**Geometry Chapter 4.3 Triangle are Congruent by SSS and SAS**

**I) Postulates**:

**SSS = SSS Congruence Postulate**- if three sides of one triangle are congruent to three sides of a second triangle, then the two triangles are congruent.

**Example**: Given ΔABC and ΔDEF,

if AB = DE, BC = EF and AC = DF, then ΔABC = ΔDEF.

**SAS = SAS Congruence Postulate**- if two sides and the included angle of one triangle are congruent to two sides and the included angle of a second triangle, then the two triangles are congruent.

**Example**: Given ΔABC and ΔDEF,

if AB = DE, BC = EF and ∠B = ∠E, then ΔABC = ΔDEF.

**Geometry Chapter 4.4 Triangles are Congruent by ASA and AAS**

**II) Postulates:**

**ASA = ASA Congruence Postulate**- if two angles and the included side of one triangle are congruent to two angles and the included side of a second triangle, then the two triangles are congruent.

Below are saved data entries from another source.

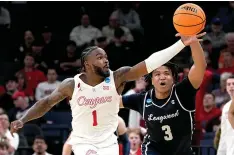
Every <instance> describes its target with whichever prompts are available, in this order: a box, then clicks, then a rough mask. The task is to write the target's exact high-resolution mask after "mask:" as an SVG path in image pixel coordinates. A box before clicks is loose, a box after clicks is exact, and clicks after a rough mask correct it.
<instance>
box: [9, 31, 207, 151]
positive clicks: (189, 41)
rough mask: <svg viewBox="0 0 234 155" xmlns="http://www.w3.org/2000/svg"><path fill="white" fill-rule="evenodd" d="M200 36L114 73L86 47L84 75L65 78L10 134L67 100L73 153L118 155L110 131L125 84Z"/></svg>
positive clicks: (204, 34)
mask: <svg viewBox="0 0 234 155" xmlns="http://www.w3.org/2000/svg"><path fill="white" fill-rule="evenodd" d="M204 35H205V33H202V34H199V35H196V36H189V37H188V36H187V37H185V36H181V40H179V41H177V42H176V43H175V44H173V45H172V46H170V47H168V48H166V49H164V50H162V51H159V52H155V53H153V54H152V55H151V56H150V57H148V58H147V59H146V60H145V61H142V62H140V63H138V64H137V65H135V66H133V67H122V68H120V69H118V70H116V71H114V72H112V71H111V70H110V69H109V62H108V58H107V55H106V52H105V51H104V50H103V49H101V48H98V47H96V46H94V47H88V48H86V49H85V50H84V51H83V52H82V54H81V63H82V65H83V67H84V72H83V73H81V74H78V75H76V76H75V77H74V78H68V79H65V80H64V81H63V82H62V83H61V84H60V86H59V87H58V88H57V89H56V90H55V91H54V92H53V93H52V94H50V95H49V96H48V97H45V98H43V99H41V100H39V101H38V102H36V103H35V104H34V105H33V106H32V107H31V108H30V109H29V110H28V111H27V113H26V114H25V115H24V116H22V118H20V119H19V120H16V121H14V122H12V123H11V132H12V133H13V132H16V131H17V130H18V129H19V128H22V127H23V124H25V123H26V122H28V121H31V120H34V119H37V118H39V117H42V116H43V115H44V114H45V113H46V112H48V111H49V110H50V109H51V108H52V107H53V106H54V105H56V104H57V103H59V102H60V101H62V100H63V99H65V98H67V97H68V98H70V105H71V110H72V117H73V119H72V129H73V132H72V134H71V141H70V142H71V144H72V149H73V152H74V153H75V154H76V155H87V154H89V155H91V154H98V155H110V154H111V155H118V154H119V152H118V144H117V137H116V136H115V135H114V132H115V130H116V129H117V126H118V112H119V103H120V98H119V95H120V94H121V93H122V90H123V86H124V85H125V83H126V82H127V81H132V80H136V79H138V78H140V77H141V76H143V75H146V74H148V73H150V72H152V71H153V70H154V69H156V68H158V67H159V66H161V65H163V64H164V63H166V62H167V61H169V60H170V59H171V58H173V57H174V56H175V55H176V54H177V53H179V52H180V51H181V50H182V49H183V48H184V47H185V46H187V45H190V44H191V43H193V42H196V41H197V40H200V39H198V38H200V37H202V36H204ZM177 36H180V35H179V34H177ZM120 61H121V60H120ZM58 119H59V118H58Z"/></svg>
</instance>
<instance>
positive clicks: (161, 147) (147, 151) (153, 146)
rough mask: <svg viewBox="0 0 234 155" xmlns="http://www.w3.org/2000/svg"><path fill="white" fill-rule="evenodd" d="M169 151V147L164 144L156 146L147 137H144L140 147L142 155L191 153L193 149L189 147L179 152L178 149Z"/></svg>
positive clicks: (169, 154) (186, 154) (158, 154)
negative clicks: (164, 144) (173, 150)
mask: <svg viewBox="0 0 234 155" xmlns="http://www.w3.org/2000/svg"><path fill="white" fill-rule="evenodd" d="M159 148H160V149H159ZM162 149H163V150H162ZM159 150H161V151H159ZM169 151H171V150H170V148H168V147H166V146H165V147H162V146H158V145H157V144H156V143H154V142H152V141H150V140H149V139H145V141H144V143H143V144H142V147H141V152H142V155H193V151H192V149H191V148H190V147H185V148H183V151H180V152H179V153H178V152H177V151H178V150H177V151H173V152H169ZM176 152H177V153H176Z"/></svg>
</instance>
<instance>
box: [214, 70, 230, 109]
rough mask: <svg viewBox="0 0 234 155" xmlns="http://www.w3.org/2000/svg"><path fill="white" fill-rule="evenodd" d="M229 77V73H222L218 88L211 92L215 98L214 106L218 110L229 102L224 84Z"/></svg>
mask: <svg viewBox="0 0 234 155" xmlns="http://www.w3.org/2000/svg"><path fill="white" fill-rule="evenodd" d="M231 76H232V74H231V73H222V74H221V76H220V88H218V89H215V90H213V91H212V94H214V96H215V104H216V106H217V107H219V108H220V107H221V106H222V105H223V104H225V103H226V102H228V101H229V100H230V96H229V95H228V93H227V90H226V82H227V79H228V78H229V77H231Z"/></svg>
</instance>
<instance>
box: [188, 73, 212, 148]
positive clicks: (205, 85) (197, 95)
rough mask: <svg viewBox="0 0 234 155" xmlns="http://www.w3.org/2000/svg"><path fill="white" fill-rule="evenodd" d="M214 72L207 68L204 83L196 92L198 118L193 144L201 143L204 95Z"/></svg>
mask: <svg viewBox="0 0 234 155" xmlns="http://www.w3.org/2000/svg"><path fill="white" fill-rule="evenodd" d="M213 76H214V74H213V73H212V72H211V71H209V70H206V71H205V75H204V77H203V81H202V84H201V86H200V89H199V90H198V91H197V94H196V99H195V102H196V103H195V105H196V113H195V120H196V125H195V127H196V128H195V132H194V134H193V142H192V143H193V144H194V145H200V140H201V139H202V134H203V133H202V126H201V120H202V119H201V118H200V117H203V113H204V106H203V99H204V96H205V94H206V92H207V89H208V87H209V85H210V84H212V79H213Z"/></svg>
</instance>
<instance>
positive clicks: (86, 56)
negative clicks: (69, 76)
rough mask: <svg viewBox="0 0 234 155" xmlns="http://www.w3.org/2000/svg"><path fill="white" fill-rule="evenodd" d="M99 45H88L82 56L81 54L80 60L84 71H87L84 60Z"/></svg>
mask: <svg viewBox="0 0 234 155" xmlns="http://www.w3.org/2000/svg"><path fill="white" fill-rule="evenodd" d="M97 48H98V47H97V46H90V47H87V48H85V49H84V50H83V51H82V53H81V56H80V61H81V67H82V69H81V70H83V71H85V65H84V62H85V60H86V58H87V56H88V55H89V54H90V53H91V52H92V51H93V50H95V49H97Z"/></svg>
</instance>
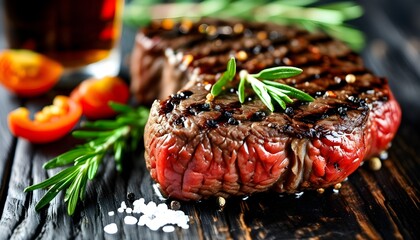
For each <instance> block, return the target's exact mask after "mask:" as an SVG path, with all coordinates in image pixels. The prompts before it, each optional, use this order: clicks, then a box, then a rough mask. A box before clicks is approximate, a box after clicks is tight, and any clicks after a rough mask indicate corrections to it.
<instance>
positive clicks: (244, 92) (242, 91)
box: [238, 71, 248, 103]
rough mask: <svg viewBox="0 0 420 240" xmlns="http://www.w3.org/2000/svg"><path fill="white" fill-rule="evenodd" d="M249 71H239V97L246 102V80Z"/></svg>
mask: <svg viewBox="0 0 420 240" xmlns="http://www.w3.org/2000/svg"><path fill="white" fill-rule="evenodd" d="M247 75H248V73H247V72H246V71H241V72H240V73H239V77H240V81H239V86H238V97H239V102H241V103H244V102H245V82H246V78H247Z"/></svg>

**Example**: Given ΔABC and ΔDEF,

if angle A = angle D, AB = DE, and angle B = angle E, then Δ ABC = Δ DEF.

**AAS = AAS Congruence Postulate**- if two angles and a nonincluded side of one triangle are congruent to two angles and the corresponding nonincluded side of a second triangle, then the two triangles are congruent.

**Example**: Given Δ ABC and Δ DEF,

if angle A = angle D, angle C = angle F, and BC = EF , then Δ ABC = Δ DEF.